Several differentially private fine-tuning techniques have been developed for Large Language Models (LLMs) to secure their differential privacy [11][12]. Despite these advancements, there remains a lack of research into the auditing of these models’ actual privacy levels. Therefore, a valuable direction for future work could be to employ Membership Inference Attacks (MIAs) to assess and audit the privacy of LLMs that have undergone differential privacy fine-tuning. This approach could provide a clearer understanding of how private the LLMs really are, beyond theoretical guarantees.

References

[1] Shokri, R., Stronati, M., Song, C., & Shmatikov, V. (2017, May). Membership inference attacks against machine learning models. In 2017 IEEE symposium on security and privacy (SP) (pp. 3-18). IEEE.

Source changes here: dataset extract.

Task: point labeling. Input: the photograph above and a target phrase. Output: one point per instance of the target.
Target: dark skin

[2] Yeom, S., Giacomelli, I., Fredrikson, M., & Jha, S. (2018, July). Privacy risk in machine learning: Analyzing the connection to overfitting. In 2018 IEEE 31st computer security foundations symposium (CSF) (pp. 268-282). IEEE.

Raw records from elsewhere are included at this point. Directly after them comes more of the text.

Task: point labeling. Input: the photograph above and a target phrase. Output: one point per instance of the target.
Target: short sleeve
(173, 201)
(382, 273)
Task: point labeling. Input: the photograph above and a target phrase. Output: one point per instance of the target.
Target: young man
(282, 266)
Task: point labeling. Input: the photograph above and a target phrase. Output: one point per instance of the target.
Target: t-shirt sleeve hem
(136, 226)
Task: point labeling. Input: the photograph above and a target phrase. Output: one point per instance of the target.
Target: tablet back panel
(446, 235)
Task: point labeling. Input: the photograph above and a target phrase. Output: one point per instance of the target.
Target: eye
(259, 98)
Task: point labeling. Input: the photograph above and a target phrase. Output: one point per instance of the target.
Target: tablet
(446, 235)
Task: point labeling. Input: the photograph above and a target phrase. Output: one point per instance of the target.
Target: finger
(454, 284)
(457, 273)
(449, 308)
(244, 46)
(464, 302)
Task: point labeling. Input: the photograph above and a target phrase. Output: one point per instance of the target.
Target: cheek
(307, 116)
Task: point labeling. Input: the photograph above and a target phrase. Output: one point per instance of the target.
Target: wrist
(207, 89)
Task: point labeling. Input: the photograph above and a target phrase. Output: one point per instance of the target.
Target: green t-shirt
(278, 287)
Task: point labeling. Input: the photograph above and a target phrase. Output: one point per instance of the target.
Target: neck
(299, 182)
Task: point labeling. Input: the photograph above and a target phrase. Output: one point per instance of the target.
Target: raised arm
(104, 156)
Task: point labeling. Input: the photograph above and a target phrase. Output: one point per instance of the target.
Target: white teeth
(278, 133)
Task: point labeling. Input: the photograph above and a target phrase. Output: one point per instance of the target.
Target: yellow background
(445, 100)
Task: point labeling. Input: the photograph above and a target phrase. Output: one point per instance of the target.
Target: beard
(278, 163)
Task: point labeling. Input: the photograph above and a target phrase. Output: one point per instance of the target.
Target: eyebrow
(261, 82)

[3] Carlini, N., Tramer, F., Wallace, E., Jagielski, M., Herbert-Voss, A., Lee, K., … & Raffel, C. (2021). Extracting training data from large language models. In 30th USENIX Security Symposium (USENIX Security 21) (pp. 2633-2650).

[4] Shi, W., Ajith, A., Xia, M., Huang, Y., Liu, D., Blevins, T., … & Zettlemoyer, L. (2023). Detecting pretraining data from large language models. arXiv preprint arXiv:2310.16789.

[5] Mattern, J., Mireshghallah, F., Jin, Z., Schölkopf, B., Sachan, M., & Berg-Kirkpatrick, T. (2023). Membership inference attacks against language models via neighbourhood comparison. arXiv preprint arXiv:2305.18462.

[6] https://github.com/iamgroot42/mimir

[7] N. Carlini, S. Chien, M. Nasr, S. Song, A. Terzis and F. Tramèr, “Membership Inference Attacks From First Principles,” 2022 IEEE Symposium on Security and Privacy (SP), San Francisco, CA, USA, 2022, pp. 1897-1914, doi: 10.1109/SP46214.2022.9833649.

[8] Tramer, F., Terzis, A., Steinke, T., Song, S., Jagielski, M., & Carlini, N. (2022). Debugging differential privacy: A case study for privacy auditing. arXiv preprint arXiv:2202.12219.

[9] Nasr, M., Hayes, J., Steinke, T., Balle, B., Tramèr, F., Jagielski, M., … & Terzis, A. (2023). Tight auditing of differentially private machine learning. In 32nd USENIX Security Symposium (USENIX Security 23) (pp. 1631-1648).

[10] Steinke, T., Nasr, M., & Jagielski, M. (2024). Privacy auditing with one (1) training run. Advances in Neural Information Processing Systems, 36.

[11] Behnia, R., Ebrahimi, M. R., Pacheco, J., & Padmanabhan, B. (2022, November). Ew-tune: A framework for privately fine-tuning large language models with differential privacy. In 2022 IEEE International Conference on Data Mining Workshops (ICDMW) (pp. 560-566). IEEE.

[12] Singh, T., Aditya, H., Madisetti, V. K., & Bahga, A. (2024). Whispered Tuning: Data Privacy Preservation in Fine-Tuning LLMs through Differential Privacy. Journal of Software Engineering and Applications, 17(1), 1-22.